第二チームの支払いが三日後の再審査へ移る。
回復可能な設備更新の一部が後ろへ動く。
数字が更新される。
十二日目。
残高の線がゼロへ近づく。
希美が息を止めた。
線は。
僅かに上で止まった。
「……残ってる」
ユウカはすぐには喜ばない。
「次」
十三日。
十四日。
十五日。
十六日。
線は細く、下がり続ける。
十七日。
赤へ落ちた。
誰も数秒、口を開かなかった。
「十七日」
希美が言った。
「十二から十七」
ユウカが頷く。
「五日延びた」
希美の表情が少し明るくなる。
ユウカはすぐに画面の延期欄を開いた。
「でも勘違いしないで」
第二チームの部品。
設備更新。
後ろへ動かした支払い。
「消えた支払いは一つもない」
希美の笑みが小さくなる。
「後ろへ動かしただけ」
「そう」
「二十一日には届かないんですね」
「そこまで止めてないから」
ユウカは最初に作った設備延期と事業停止案を横へ表示する。
「今回は、利用者への義務を残してる。今逃すと取り戻しにくい試験も残した。

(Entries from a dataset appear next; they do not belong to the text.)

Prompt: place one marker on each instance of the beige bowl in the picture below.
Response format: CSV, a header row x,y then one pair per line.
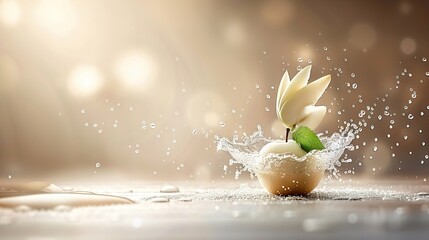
x,y
291,177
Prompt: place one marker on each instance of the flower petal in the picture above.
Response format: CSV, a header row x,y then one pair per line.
x,y
282,87
292,111
299,81
314,115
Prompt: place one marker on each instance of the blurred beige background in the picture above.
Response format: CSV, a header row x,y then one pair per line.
x,y
139,89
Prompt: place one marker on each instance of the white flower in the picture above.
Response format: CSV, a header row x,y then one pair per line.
x,y
296,99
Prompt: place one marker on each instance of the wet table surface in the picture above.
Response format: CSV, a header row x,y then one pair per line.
x,y
233,210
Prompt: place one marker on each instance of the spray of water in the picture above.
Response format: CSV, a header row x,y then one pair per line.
x,y
245,151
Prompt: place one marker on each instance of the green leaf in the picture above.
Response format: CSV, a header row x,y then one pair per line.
x,y
307,139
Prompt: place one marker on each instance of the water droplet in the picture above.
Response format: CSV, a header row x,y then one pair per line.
x,y
159,200
184,199
22,209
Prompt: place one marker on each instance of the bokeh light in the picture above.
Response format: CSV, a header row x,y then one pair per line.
x,y
137,70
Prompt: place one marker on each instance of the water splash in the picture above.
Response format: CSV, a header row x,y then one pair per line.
x,y
245,151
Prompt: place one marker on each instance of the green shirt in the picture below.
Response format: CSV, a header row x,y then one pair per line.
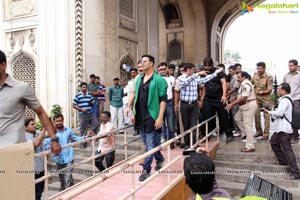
x,y
157,90
93,88
115,96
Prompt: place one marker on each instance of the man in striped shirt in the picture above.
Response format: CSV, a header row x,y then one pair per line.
x,y
187,91
83,102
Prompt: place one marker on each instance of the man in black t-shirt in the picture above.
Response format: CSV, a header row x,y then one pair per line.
x,y
215,100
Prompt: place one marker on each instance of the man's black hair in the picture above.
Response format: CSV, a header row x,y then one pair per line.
x,y
163,64
261,64
181,65
208,61
27,121
151,58
58,115
238,65
232,67
171,66
133,70
83,83
199,172
286,87
295,62
2,57
188,66
245,74
107,113
221,65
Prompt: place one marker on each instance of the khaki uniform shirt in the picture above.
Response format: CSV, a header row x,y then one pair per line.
x,y
293,79
14,96
264,82
234,83
246,90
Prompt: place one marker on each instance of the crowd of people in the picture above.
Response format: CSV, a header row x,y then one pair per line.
x,y
157,101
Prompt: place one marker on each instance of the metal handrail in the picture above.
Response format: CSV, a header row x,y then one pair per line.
x,y
91,158
131,163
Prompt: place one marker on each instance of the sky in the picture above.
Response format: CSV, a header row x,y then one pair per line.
x,y
273,38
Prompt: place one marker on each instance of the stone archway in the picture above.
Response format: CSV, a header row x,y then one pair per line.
x,y
24,69
226,15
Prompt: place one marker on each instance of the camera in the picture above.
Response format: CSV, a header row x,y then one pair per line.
x,y
266,106
188,151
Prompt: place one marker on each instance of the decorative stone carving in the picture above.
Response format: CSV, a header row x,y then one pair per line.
x,y
126,8
31,38
21,42
78,41
12,41
24,70
126,65
19,8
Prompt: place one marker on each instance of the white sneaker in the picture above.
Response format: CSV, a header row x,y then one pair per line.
x,y
245,141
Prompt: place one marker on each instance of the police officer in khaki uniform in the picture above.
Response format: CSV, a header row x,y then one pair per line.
x,y
247,108
263,85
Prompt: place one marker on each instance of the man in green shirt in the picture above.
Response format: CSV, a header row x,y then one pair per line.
x,y
149,107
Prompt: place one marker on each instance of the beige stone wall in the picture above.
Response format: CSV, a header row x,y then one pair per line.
x,y
192,35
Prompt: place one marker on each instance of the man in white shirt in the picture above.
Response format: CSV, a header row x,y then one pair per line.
x,y
281,139
168,127
293,79
106,144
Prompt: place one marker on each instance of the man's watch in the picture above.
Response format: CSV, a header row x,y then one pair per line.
x,y
56,139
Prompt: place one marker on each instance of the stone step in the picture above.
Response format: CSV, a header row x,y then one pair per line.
x,y
232,175
252,166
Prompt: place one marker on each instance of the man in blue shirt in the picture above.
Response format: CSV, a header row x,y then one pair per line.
x,y
37,139
116,93
66,157
83,102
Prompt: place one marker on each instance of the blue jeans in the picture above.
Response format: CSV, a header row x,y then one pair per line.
x,y
168,130
151,140
96,109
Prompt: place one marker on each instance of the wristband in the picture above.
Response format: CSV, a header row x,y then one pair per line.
x,y
56,139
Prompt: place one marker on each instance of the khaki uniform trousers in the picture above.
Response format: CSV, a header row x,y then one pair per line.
x,y
244,119
260,104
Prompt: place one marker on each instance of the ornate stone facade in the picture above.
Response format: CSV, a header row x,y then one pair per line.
x,y
69,40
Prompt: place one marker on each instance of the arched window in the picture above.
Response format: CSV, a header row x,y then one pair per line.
x,y
125,66
171,13
126,8
24,70
174,50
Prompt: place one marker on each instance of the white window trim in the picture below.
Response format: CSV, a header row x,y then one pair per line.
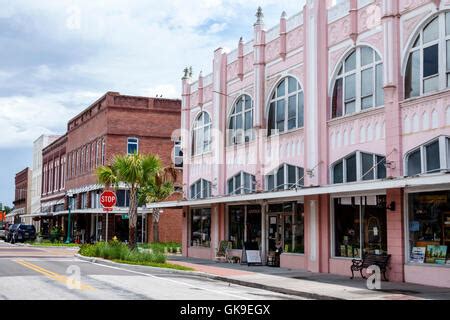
x,y
357,72
203,128
444,154
359,173
132,143
199,193
234,133
286,185
443,69
286,97
361,225
177,144
241,189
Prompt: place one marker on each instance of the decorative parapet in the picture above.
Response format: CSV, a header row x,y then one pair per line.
x,y
294,22
207,80
363,3
338,11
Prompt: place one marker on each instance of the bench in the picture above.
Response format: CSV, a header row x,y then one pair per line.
x,y
370,260
223,251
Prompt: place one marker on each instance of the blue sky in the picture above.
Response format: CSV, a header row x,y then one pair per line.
x,y
57,57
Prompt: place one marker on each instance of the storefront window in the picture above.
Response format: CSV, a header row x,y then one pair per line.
x,y
294,226
244,225
360,226
286,227
237,226
201,228
429,227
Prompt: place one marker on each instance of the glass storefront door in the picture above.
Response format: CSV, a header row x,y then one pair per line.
x,y
286,227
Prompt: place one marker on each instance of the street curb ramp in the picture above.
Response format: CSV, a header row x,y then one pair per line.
x,y
303,294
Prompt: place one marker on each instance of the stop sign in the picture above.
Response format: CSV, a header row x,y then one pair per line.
x,y
108,199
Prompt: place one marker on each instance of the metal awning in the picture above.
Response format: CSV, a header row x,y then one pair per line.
x,y
440,179
37,215
15,212
100,211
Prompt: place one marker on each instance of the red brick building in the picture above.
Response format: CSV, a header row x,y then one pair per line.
x,y
54,168
113,125
22,196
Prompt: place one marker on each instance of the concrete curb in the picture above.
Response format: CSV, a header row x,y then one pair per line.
x,y
302,294
50,247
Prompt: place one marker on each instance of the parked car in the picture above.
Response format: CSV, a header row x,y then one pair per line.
x,y
9,231
23,232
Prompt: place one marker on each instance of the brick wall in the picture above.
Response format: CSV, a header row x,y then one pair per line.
x,y
170,223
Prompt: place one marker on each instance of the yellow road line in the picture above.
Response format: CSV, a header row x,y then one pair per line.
x,y
55,276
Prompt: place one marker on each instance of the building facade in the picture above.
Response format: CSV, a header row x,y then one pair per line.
x,y
113,125
22,197
36,178
326,136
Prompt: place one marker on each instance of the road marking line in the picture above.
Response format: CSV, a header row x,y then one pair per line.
x,y
55,276
174,281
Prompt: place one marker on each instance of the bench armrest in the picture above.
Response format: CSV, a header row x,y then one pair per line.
x,y
357,262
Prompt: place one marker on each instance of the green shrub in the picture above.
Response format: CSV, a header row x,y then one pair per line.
x,y
115,250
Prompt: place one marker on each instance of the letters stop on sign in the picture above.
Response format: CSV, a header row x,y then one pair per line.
x,y
108,199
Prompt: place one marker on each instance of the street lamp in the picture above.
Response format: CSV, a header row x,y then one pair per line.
x,y
69,196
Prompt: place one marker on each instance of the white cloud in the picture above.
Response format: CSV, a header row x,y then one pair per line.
x,y
23,119
138,47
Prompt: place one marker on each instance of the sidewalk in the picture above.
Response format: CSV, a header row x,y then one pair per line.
x,y
310,285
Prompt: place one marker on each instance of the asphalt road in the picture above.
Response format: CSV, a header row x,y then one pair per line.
x,y
29,273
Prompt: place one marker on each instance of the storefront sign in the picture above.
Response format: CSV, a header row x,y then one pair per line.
x,y
418,254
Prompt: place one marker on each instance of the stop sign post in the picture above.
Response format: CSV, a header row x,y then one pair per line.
x,y
108,200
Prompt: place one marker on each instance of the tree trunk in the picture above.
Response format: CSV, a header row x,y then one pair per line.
x,y
132,219
155,231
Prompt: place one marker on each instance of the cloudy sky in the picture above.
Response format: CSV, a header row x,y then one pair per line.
x,y
56,57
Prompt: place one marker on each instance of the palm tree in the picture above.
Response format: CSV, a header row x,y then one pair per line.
x,y
135,171
158,189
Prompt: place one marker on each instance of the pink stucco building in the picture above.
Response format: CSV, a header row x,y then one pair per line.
x,y
326,136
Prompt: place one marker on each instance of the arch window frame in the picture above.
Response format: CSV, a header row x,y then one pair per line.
x,y
200,189
284,172
132,144
240,128
378,168
357,69
201,134
280,100
422,48
443,143
241,183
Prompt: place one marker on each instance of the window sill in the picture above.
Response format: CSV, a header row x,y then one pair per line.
x,y
427,265
199,247
286,133
345,258
426,96
198,156
293,254
356,115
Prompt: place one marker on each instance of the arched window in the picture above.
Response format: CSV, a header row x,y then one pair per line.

十二日以内に効果の出ない停止はやってない」
「だから十七」
「そう」
完全な解決ではない。
延期した部品は、三日後にもっと高くなっているかもしれない。
在庫そのものがない可能性もある。
ドローンの前払金も入っていない。
それでも。
何も選べないまま十二日目を迎える状態からは離れた。
「次は三日後ね」
ユウカが予定表を開いた。
新型制御基板の中間確認。
第二チームの解析結果。
ドローンの正式契約状況。
複数の情報が揃う日だった。
「全体資金もそこで見る」
ミコリが会議予定を作成する。
ユウカ。
ノア。
希美。
事業責任者。
各部門の技術責任者。
各部門の予算担当者。
希美が一覧を見て、眉を寄せた。
「白石さんは?」
修司が顔を上げる。
「入っていません」
「参加しないんですか?」
「はい」
「でも」
希美は少し考える。
「白石さんがいなかったら、最後に誰が決めるんですか」
修司は今日の記録を見る。
第一チームの必要数量。
それを決めたのは、技術責任者だった。
学校全体で払える額を示したのはユウカ。
注文変更が可能か確認し、条件を整理したのはノア。
外部施設や第二チームへの影響を確認したのは希美。
誰か一人が、すべてを上から決めた場面はなかった。
修司は希美へ尋ねる。
「今日、最後に一人で決めた方はいましたか」
希美が止まる。
「……いない」
「次も同じです」
ユウカが腕を組む。
「本当に来ないの?」
「通常の会議には参加しません」
「失敗したら?」
「記録を確認します」
「それで必要なら直す?」
「はい」
希美が参加者一覧を見る。
「白石さんの代わりを一人置く必要もない」
「ありません」
修司は今日使った問いだけを共有欄へ残した。
今でなければ失われるもの。
次でも取り戻せるもの。
全数量が今必要か。
待たせる間に進められる作業。
次に判断する日。
それぞれを誰が確認するか。
結論そのものは残さない。
次に同じ部品が並ぶとは限らないからだ。
ミコリが三日後の予定を保存する。
壁面には、十七日という新しい期限が残った。
決して遠くはない。
延期した支払いも。
入っていない前払金も。
失うかもしれない在庫も。
その先に待っている。
それでも、三日後に何を見るかは決まっていた。
参加者一覧には、必要な責任を持つ名前が並んでいる。
白石修司の名前だけはない。
三日後の会議に、修司の席は用意されなかった。